O’Brien burned his Selective Service registration certificate as a demonstration of protest against the Vietnam conflict. He was convicted under a section of the Selective Service Act providing for the punishment of one who “knowingly destroys, [or] knowingly mutilates” such a certificate. The Court rejected O’Brien’s contention that his conviction violated the First Amendment.

The Court distinguished Stromberg, noting that the Selective Service Act simply prohibits the destruction of a certificate without regard to circumstances or purpose; it “does not distinguish between public and private destruction, and it does not punish only destruction engaged in for the purpose of expressing views,” as did the statute in Stromberg. 391 U.S. at 375, 88 S.Ct. at 1678.

The Court pointed out that the prohibition against the destruction of a Selective Service certificate served many important government interests wholly unrelated to the suppression of expressions of protest.
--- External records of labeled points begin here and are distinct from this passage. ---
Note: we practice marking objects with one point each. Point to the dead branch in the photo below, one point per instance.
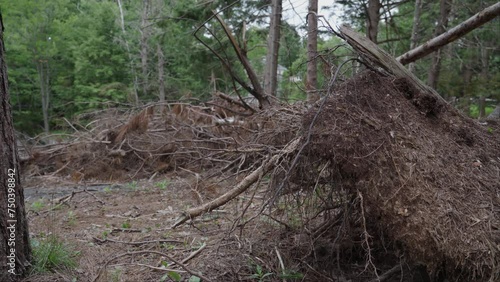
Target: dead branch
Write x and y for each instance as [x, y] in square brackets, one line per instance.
[453, 34]
[388, 274]
[240, 187]
[258, 91]
[183, 266]
[138, 243]
[375, 55]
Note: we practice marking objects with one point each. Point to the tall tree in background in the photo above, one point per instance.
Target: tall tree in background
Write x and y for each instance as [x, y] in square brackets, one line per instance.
[312, 51]
[373, 19]
[129, 52]
[273, 45]
[144, 52]
[444, 13]
[15, 251]
[415, 31]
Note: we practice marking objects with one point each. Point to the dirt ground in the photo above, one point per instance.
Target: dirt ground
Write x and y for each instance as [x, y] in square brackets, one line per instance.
[381, 187]
[122, 232]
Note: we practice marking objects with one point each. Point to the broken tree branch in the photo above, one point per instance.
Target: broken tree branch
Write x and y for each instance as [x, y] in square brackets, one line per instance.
[240, 188]
[453, 34]
[373, 54]
[257, 92]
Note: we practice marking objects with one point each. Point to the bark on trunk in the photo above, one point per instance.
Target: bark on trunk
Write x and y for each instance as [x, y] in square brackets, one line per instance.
[15, 251]
[273, 45]
[43, 76]
[129, 54]
[495, 114]
[453, 34]
[373, 19]
[444, 12]
[145, 34]
[312, 50]
[161, 76]
[415, 30]
[484, 78]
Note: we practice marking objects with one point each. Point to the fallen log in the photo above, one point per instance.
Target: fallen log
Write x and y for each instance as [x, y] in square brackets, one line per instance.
[375, 55]
[453, 34]
[241, 187]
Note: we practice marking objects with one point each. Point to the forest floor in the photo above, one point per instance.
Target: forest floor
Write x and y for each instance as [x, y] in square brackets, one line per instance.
[122, 232]
[375, 183]
[137, 217]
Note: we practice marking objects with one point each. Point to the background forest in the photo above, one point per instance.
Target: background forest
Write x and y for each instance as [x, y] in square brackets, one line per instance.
[68, 57]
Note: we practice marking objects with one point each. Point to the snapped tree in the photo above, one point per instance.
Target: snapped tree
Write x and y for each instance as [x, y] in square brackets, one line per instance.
[15, 250]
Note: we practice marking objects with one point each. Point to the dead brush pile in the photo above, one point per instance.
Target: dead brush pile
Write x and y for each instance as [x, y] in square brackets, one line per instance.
[143, 143]
[403, 170]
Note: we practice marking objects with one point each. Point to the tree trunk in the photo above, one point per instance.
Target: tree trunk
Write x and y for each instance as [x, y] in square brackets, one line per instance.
[484, 78]
[312, 50]
[373, 19]
[145, 34]
[415, 30]
[132, 69]
[453, 34]
[273, 45]
[496, 113]
[161, 76]
[43, 76]
[15, 251]
[444, 12]
[466, 93]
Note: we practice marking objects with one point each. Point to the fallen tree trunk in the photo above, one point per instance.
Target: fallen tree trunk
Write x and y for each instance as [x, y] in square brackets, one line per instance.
[453, 34]
[379, 57]
[240, 188]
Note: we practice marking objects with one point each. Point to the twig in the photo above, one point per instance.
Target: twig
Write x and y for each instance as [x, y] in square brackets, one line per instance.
[195, 253]
[240, 187]
[183, 266]
[137, 243]
[125, 230]
[150, 266]
[99, 200]
[281, 262]
[366, 236]
[388, 274]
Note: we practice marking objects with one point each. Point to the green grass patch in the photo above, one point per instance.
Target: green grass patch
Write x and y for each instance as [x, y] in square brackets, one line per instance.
[51, 254]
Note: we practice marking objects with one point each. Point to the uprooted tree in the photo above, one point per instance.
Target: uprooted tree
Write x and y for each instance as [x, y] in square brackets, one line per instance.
[15, 250]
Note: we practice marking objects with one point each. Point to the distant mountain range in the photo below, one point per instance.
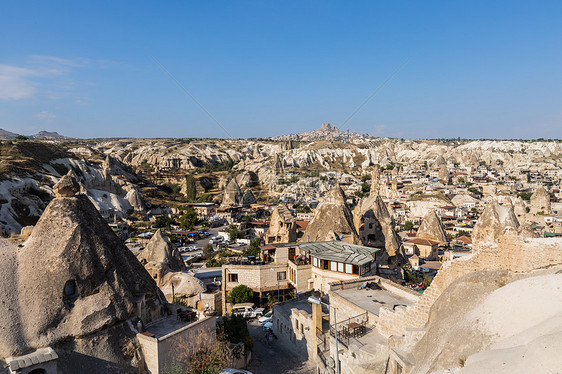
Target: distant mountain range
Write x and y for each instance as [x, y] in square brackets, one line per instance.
[39, 135]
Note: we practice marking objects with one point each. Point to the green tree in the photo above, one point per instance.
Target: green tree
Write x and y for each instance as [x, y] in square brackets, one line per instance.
[188, 219]
[241, 294]
[208, 252]
[235, 329]
[233, 232]
[190, 188]
[408, 225]
[163, 221]
[254, 248]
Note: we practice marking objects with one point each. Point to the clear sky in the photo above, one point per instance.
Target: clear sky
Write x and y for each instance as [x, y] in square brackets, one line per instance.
[476, 69]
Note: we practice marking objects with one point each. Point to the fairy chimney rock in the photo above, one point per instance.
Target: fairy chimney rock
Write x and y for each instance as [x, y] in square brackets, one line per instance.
[67, 186]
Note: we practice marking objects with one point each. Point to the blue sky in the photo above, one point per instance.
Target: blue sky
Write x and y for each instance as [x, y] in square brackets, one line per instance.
[475, 69]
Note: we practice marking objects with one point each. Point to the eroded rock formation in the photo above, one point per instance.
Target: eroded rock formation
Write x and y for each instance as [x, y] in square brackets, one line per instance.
[332, 221]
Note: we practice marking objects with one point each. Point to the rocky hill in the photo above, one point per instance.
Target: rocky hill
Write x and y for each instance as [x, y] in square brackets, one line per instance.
[7, 134]
[326, 132]
[48, 135]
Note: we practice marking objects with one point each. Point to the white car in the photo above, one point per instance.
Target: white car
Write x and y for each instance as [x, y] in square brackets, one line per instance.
[234, 371]
[266, 318]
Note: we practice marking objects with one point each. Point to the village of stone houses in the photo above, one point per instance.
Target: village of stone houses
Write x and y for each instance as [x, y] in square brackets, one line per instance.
[319, 252]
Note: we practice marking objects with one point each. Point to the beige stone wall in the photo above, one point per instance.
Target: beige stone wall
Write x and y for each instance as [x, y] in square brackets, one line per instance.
[295, 331]
[302, 274]
[322, 278]
[178, 346]
[149, 348]
[259, 278]
[512, 253]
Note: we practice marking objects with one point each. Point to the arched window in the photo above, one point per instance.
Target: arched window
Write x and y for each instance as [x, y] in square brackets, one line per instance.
[38, 371]
[70, 288]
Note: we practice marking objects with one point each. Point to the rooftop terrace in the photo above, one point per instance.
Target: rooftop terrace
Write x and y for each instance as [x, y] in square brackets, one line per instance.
[372, 300]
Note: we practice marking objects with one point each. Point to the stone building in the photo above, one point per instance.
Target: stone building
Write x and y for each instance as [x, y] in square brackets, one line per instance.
[282, 227]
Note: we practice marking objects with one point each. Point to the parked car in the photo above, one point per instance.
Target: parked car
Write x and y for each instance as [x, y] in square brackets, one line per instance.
[247, 310]
[234, 371]
[266, 318]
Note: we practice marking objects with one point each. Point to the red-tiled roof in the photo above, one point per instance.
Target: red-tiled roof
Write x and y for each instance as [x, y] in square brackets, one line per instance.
[464, 239]
[421, 241]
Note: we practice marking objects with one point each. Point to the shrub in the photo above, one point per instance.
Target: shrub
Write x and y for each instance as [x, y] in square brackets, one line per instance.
[241, 294]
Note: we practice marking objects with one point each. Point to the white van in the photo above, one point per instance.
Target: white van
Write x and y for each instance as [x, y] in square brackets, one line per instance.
[247, 310]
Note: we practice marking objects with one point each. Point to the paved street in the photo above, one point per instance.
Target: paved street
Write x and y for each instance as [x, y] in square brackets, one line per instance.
[273, 358]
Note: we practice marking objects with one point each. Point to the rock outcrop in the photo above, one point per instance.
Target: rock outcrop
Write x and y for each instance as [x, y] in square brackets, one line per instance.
[232, 194]
[495, 221]
[540, 201]
[374, 225]
[432, 228]
[163, 261]
[282, 227]
[74, 283]
[134, 198]
[249, 198]
[67, 186]
[332, 220]
[161, 256]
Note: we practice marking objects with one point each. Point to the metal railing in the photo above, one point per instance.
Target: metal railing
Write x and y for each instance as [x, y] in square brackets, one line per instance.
[353, 327]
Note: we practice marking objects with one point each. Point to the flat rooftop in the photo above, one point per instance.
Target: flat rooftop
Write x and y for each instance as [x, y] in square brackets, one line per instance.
[372, 300]
[165, 326]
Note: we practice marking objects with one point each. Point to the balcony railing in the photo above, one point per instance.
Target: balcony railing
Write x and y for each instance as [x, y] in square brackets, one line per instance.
[354, 327]
[300, 261]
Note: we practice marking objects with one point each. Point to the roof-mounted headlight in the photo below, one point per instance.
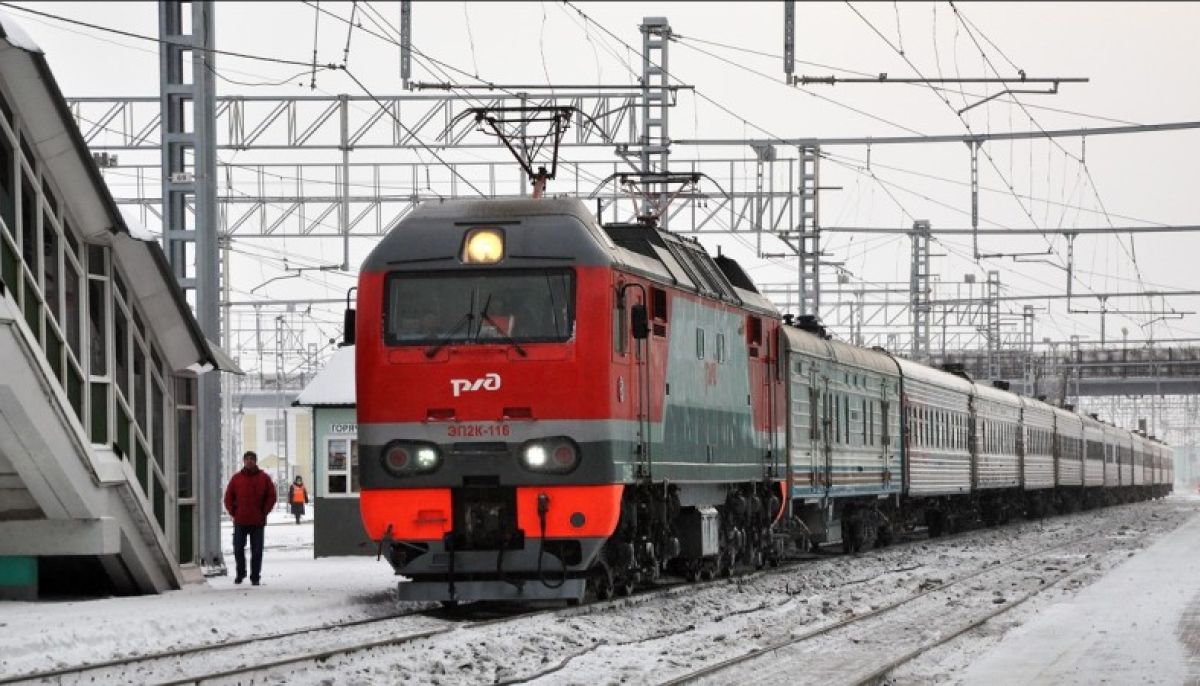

The certificate provided the government with a ready means of verifying the registration and classification of the individual; it provided a potentially 'useful notice device; and the information it contained facilitated communication between the registrant and his local board. All these purposes were frustrated by destruction of the certificate ; and none of them had any relation to the suppression of any message the registrant might intend to convey by destroying his certificate. Under the statute, the Court said, O’Brien was punished for “this noncommunicative impact of his conduct, and for nothing else.” Id. at 382, 88 S.Ct. at 1682 (emphasis added).6 The Court continued:

“The case at bar is therefore unlike one where the alleged governmental interest in regulating conduct arises in some measure because the communication allegedly integral to the conduct is itself thought to be harmful. In Stromberg v. [People of State of] California, 283 U.S. 359 [51 S.Ct. 532, 75 L.Ed. 1117] (1931), for example, this Court struck down a statutory phrase which punished people who expressed their ‘opposition to organized government’ by displaying ‘any flag, badge, banner, or device.’ Since the statute there was aimed at suppressing communication it could not be sustained as a regulation of noncommuni-cative conduct. See also, NLRB v. *108Fruit & Vegetable Packers Union, 377 U.S. 58, 79, 84 S.Ct. 1063, 12 L.Ed.2d 129 (1964) (concurring opinion).” Id. (emphasis added).

Thus, a statute nominally directed at the regulation of conduct but in substance aimed at suppressing communication must meet the First Amendment standards applied to the suppression of speech itself, and not merely the standards applied in O’Brien to the regulation of conduct in its noncommunicative aspect.

B. In the present case, the statute, the charge, and the evidence were all directed at punishing the communicative aspect of Mrs. Crosson’s conduct — the expression of an idea, and, more specifically, the expression of an idea the government found abhorrent.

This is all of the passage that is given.